2. Create the program structure
In this state we have to consider what function to use, as we already solved the data structure problem (we use array).
Of course, we always can put the whole procedure in main function but this would break the SoC principle.
The main principle here is:
I create a function for a separate procedure.
So we'll have to build two functions. Let's consider the following example:
ReadArrayData will be used to read the data from the standard input (your keyboard in other words) to array. But what will declare as parameters? We surely have to pass the array and the array size. The return type of this function will be void (we don't have to return something).
Keep in mind that if you pass array to function you can manipulate it as you please and keep these changes in your main program.
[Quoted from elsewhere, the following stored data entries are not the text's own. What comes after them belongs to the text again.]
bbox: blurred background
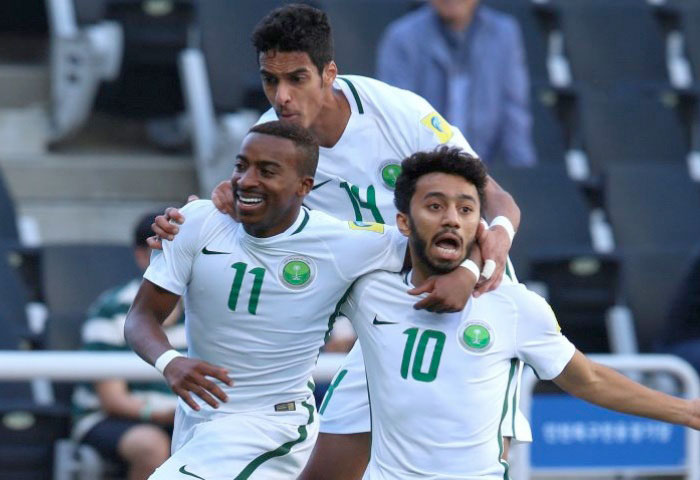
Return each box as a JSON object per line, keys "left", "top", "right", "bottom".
{"left": 0, "top": 0, "right": 699, "bottom": 478}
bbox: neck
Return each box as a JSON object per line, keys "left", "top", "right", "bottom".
{"left": 444, "top": 7, "right": 477, "bottom": 32}
{"left": 408, "top": 251, "right": 436, "bottom": 288}
{"left": 309, "top": 84, "right": 351, "bottom": 148}
{"left": 241, "top": 205, "right": 302, "bottom": 238}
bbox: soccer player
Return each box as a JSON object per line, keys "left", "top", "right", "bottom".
{"left": 309, "top": 146, "right": 700, "bottom": 479}
{"left": 125, "top": 121, "right": 473, "bottom": 479}
{"left": 151, "top": 5, "right": 528, "bottom": 478}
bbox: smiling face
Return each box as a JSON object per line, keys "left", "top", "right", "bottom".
{"left": 259, "top": 50, "right": 336, "bottom": 130}
{"left": 398, "top": 172, "right": 481, "bottom": 275}
{"left": 231, "top": 132, "right": 313, "bottom": 237}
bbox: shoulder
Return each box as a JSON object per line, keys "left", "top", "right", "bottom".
{"left": 256, "top": 108, "right": 278, "bottom": 124}
{"left": 342, "top": 74, "right": 434, "bottom": 122}
{"left": 351, "top": 269, "right": 404, "bottom": 302}
{"left": 478, "top": 6, "right": 522, "bottom": 41}
{"left": 305, "top": 209, "right": 395, "bottom": 239}
{"left": 180, "top": 199, "right": 233, "bottom": 232}
{"left": 488, "top": 283, "right": 559, "bottom": 328}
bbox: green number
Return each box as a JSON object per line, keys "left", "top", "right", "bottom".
{"left": 339, "top": 182, "right": 385, "bottom": 223}
{"left": 401, "top": 328, "right": 445, "bottom": 382}
{"left": 227, "top": 262, "right": 266, "bottom": 315}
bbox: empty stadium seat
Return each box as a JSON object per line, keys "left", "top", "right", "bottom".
{"left": 604, "top": 163, "right": 700, "bottom": 251}
{"left": 489, "top": 164, "right": 619, "bottom": 352}
{"left": 621, "top": 248, "right": 691, "bottom": 351}
{"left": 41, "top": 244, "right": 140, "bottom": 350}
{"left": 552, "top": 0, "right": 669, "bottom": 89}
{"left": 678, "top": 2, "right": 700, "bottom": 86}
{"left": 0, "top": 168, "right": 19, "bottom": 243}
{"left": 530, "top": 85, "right": 568, "bottom": 163}
{"left": 578, "top": 89, "right": 689, "bottom": 176}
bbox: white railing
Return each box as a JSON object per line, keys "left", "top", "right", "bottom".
{"left": 0, "top": 351, "right": 345, "bottom": 383}
{"left": 518, "top": 354, "right": 700, "bottom": 480}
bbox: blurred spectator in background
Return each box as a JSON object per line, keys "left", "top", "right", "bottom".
{"left": 658, "top": 248, "right": 700, "bottom": 375}
{"left": 71, "top": 212, "right": 185, "bottom": 480}
{"left": 377, "top": 0, "right": 536, "bottom": 167}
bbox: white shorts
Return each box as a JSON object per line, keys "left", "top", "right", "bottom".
{"left": 319, "top": 262, "right": 532, "bottom": 443}
{"left": 150, "top": 397, "right": 318, "bottom": 480}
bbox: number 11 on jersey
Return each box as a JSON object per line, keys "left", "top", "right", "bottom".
{"left": 228, "top": 262, "right": 265, "bottom": 315}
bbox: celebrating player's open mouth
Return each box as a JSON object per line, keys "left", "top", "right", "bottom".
{"left": 431, "top": 231, "right": 463, "bottom": 262}
{"left": 235, "top": 190, "right": 266, "bottom": 213}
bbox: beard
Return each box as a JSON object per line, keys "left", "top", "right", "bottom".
{"left": 408, "top": 221, "right": 475, "bottom": 276}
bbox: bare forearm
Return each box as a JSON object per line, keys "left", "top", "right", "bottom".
{"left": 556, "top": 354, "right": 691, "bottom": 426}
{"left": 124, "top": 280, "right": 180, "bottom": 366}
{"left": 483, "top": 175, "right": 520, "bottom": 231}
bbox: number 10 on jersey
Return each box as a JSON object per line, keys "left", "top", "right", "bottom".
{"left": 401, "top": 328, "right": 446, "bottom": 382}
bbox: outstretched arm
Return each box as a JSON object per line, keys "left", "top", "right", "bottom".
{"left": 125, "top": 280, "right": 232, "bottom": 411}
{"left": 554, "top": 350, "right": 700, "bottom": 429}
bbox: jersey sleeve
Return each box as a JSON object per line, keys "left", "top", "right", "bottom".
{"left": 331, "top": 222, "right": 407, "bottom": 282}
{"left": 143, "top": 200, "right": 214, "bottom": 296}
{"left": 255, "top": 108, "right": 278, "bottom": 125}
{"left": 513, "top": 287, "right": 576, "bottom": 380}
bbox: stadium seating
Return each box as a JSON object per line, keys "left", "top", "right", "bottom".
{"left": 552, "top": 0, "right": 669, "bottom": 89}
{"left": 577, "top": 89, "right": 689, "bottom": 176}
{"left": 41, "top": 244, "right": 139, "bottom": 350}
{"left": 0, "top": 168, "right": 19, "bottom": 244}
{"left": 604, "top": 163, "right": 700, "bottom": 251}
{"left": 530, "top": 85, "right": 568, "bottom": 163}
{"left": 620, "top": 248, "right": 692, "bottom": 351}
{"left": 678, "top": 1, "right": 700, "bottom": 87}
{"left": 488, "top": 165, "right": 619, "bottom": 352}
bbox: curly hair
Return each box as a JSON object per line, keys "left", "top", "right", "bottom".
{"left": 394, "top": 146, "right": 487, "bottom": 214}
{"left": 249, "top": 121, "right": 319, "bottom": 177}
{"left": 251, "top": 3, "right": 333, "bottom": 74}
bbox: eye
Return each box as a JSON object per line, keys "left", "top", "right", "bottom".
{"left": 262, "top": 74, "right": 277, "bottom": 85}
{"left": 234, "top": 162, "right": 245, "bottom": 172}
{"left": 428, "top": 203, "right": 442, "bottom": 211}
{"left": 461, "top": 206, "right": 473, "bottom": 214}
{"left": 260, "top": 168, "right": 274, "bottom": 178}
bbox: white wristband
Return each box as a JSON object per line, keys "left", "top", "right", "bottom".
{"left": 459, "top": 259, "right": 481, "bottom": 281}
{"left": 154, "top": 349, "right": 183, "bottom": 375}
{"left": 489, "top": 216, "right": 515, "bottom": 244}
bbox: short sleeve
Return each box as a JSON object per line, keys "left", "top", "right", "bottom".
{"left": 255, "top": 108, "right": 278, "bottom": 125}
{"left": 513, "top": 287, "right": 576, "bottom": 380}
{"left": 143, "top": 200, "right": 215, "bottom": 296}
{"left": 411, "top": 96, "right": 478, "bottom": 158}
{"left": 331, "top": 222, "right": 407, "bottom": 281}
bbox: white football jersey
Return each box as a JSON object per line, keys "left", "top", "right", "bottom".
{"left": 258, "top": 74, "right": 477, "bottom": 224}
{"left": 343, "top": 271, "right": 575, "bottom": 480}
{"left": 144, "top": 200, "right": 406, "bottom": 414}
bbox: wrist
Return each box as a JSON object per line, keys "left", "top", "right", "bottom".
{"left": 154, "top": 349, "right": 184, "bottom": 375}
{"left": 489, "top": 216, "right": 515, "bottom": 245}
{"left": 139, "top": 401, "right": 152, "bottom": 421}
{"left": 459, "top": 259, "right": 480, "bottom": 281}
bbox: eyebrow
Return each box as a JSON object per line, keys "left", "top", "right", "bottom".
{"left": 235, "top": 155, "right": 281, "bottom": 169}
{"left": 423, "top": 191, "right": 477, "bottom": 203}
{"left": 260, "top": 67, "right": 310, "bottom": 77}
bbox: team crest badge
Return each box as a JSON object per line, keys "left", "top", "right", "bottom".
{"left": 378, "top": 161, "right": 401, "bottom": 190}
{"left": 458, "top": 321, "right": 494, "bottom": 353}
{"left": 279, "top": 256, "right": 315, "bottom": 290}
{"left": 421, "top": 112, "right": 454, "bottom": 144}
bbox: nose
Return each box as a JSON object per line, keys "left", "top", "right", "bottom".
{"left": 236, "top": 167, "right": 260, "bottom": 190}
{"left": 275, "top": 82, "right": 291, "bottom": 106}
{"left": 442, "top": 204, "right": 461, "bottom": 229}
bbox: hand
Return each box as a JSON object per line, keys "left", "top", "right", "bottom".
{"left": 212, "top": 180, "right": 235, "bottom": 217}
{"left": 146, "top": 195, "right": 198, "bottom": 250}
{"left": 409, "top": 267, "right": 477, "bottom": 313}
{"left": 150, "top": 407, "right": 176, "bottom": 426}
{"left": 474, "top": 223, "right": 512, "bottom": 297}
{"left": 688, "top": 398, "right": 700, "bottom": 430}
{"left": 163, "top": 357, "right": 233, "bottom": 411}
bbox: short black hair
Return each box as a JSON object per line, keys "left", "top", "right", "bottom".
{"left": 133, "top": 211, "right": 161, "bottom": 248}
{"left": 251, "top": 3, "right": 333, "bottom": 75}
{"left": 394, "top": 146, "right": 487, "bottom": 214}
{"left": 249, "top": 120, "right": 319, "bottom": 177}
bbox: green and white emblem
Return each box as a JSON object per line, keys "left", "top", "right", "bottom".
{"left": 458, "top": 321, "right": 494, "bottom": 353}
{"left": 378, "top": 161, "right": 401, "bottom": 190}
{"left": 279, "top": 255, "right": 315, "bottom": 290}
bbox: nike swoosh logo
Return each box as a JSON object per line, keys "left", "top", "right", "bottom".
{"left": 179, "top": 465, "right": 206, "bottom": 479}
{"left": 311, "top": 179, "right": 332, "bottom": 190}
{"left": 201, "top": 246, "right": 230, "bottom": 255}
{"left": 373, "top": 315, "right": 398, "bottom": 326}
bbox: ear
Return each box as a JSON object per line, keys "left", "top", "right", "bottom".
{"left": 298, "top": 175, "right": 314, "bottom": 197}
{"left": 323, "top": 61, "right": 338, "bottom": 87}
{"left": 396, "top": 212, "right": 411, "bottom": 237}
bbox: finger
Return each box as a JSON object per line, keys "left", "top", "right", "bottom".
{"left": 202, "top": 364, "right": 234, "bottom": 387}
{"left": 187, "top": 382, "right": 220, "bottom": 409}
{"left": 165, "top": 207, "right": 185, "bottom": 224}
{"left": 413, "top": 293, "right": 440, "bottom": 311}
{"left": 154, "top": 216, "right": 179, "bottom": 239}
{"left": 407, "top": 279, "right": 435, "bottom": 296}
{"left": 481, "top": 259, "right": 496, "bottom": 280}
{"left": 175, "top": 388, "right": 200, "bottom": 411}
{"left": 187, "top": 194, "right": 199, "bottom": 203}
{"left": 146, "top": 235, "right": 163, "bottom": 250}
{"left": 200, "top": 378, "right": 229, "bottom": 403}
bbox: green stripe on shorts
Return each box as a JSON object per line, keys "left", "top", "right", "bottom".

This is because the arrays are passed always by reference to a function.
In the end this will be your function prototype:
void ReadArrayData(int arraySize, int array[]);
CalculateArraySum will be used to calculate the sum of the array elements. The function prototype will be the same as for ReadArrayData with the difference that the returning type will be int (we return the sum).
int CalculateArraySum(int arraySize, int array[]);
3. Write your program
#include <stdio.h>
void ReadArrayData(int arraySize, int array[]);
int CalculateArraySum(int arraySize, int array[]);
int main(void) {
int N;
printf("Give the array size: ");
scanf("%d", &N);
int array[N];
ReadArrayData(N, array);
int sumOfArrayElements = CalculateArraySum(N, array);
printf("The sum of array elements is %d.\n", sumOfArrayElements);
return 0;
}
void ReadArrayData(int arraySize, int array[]) {
printf("Give %d elements: ", arraySize);
for (int i = 0; i < arraySize; ++i) {
scanf("%d", &array[i]);
}
}
int CalculateArraySum(int arraySize, int array[]) {
int sum = 0;
for (int i = 0; i < arraySize; ++i) {
sum += array[i];
}
return sum;
}
I know this was a large scaled answer, but I saw you are new to computer programing. I just wanted to present you the main functionality to solve all kinds of problems. This was just a small introduction. In the end, you have to remember what steps we take to solve a problem. With time and as you solve many problems you will learn many many other things.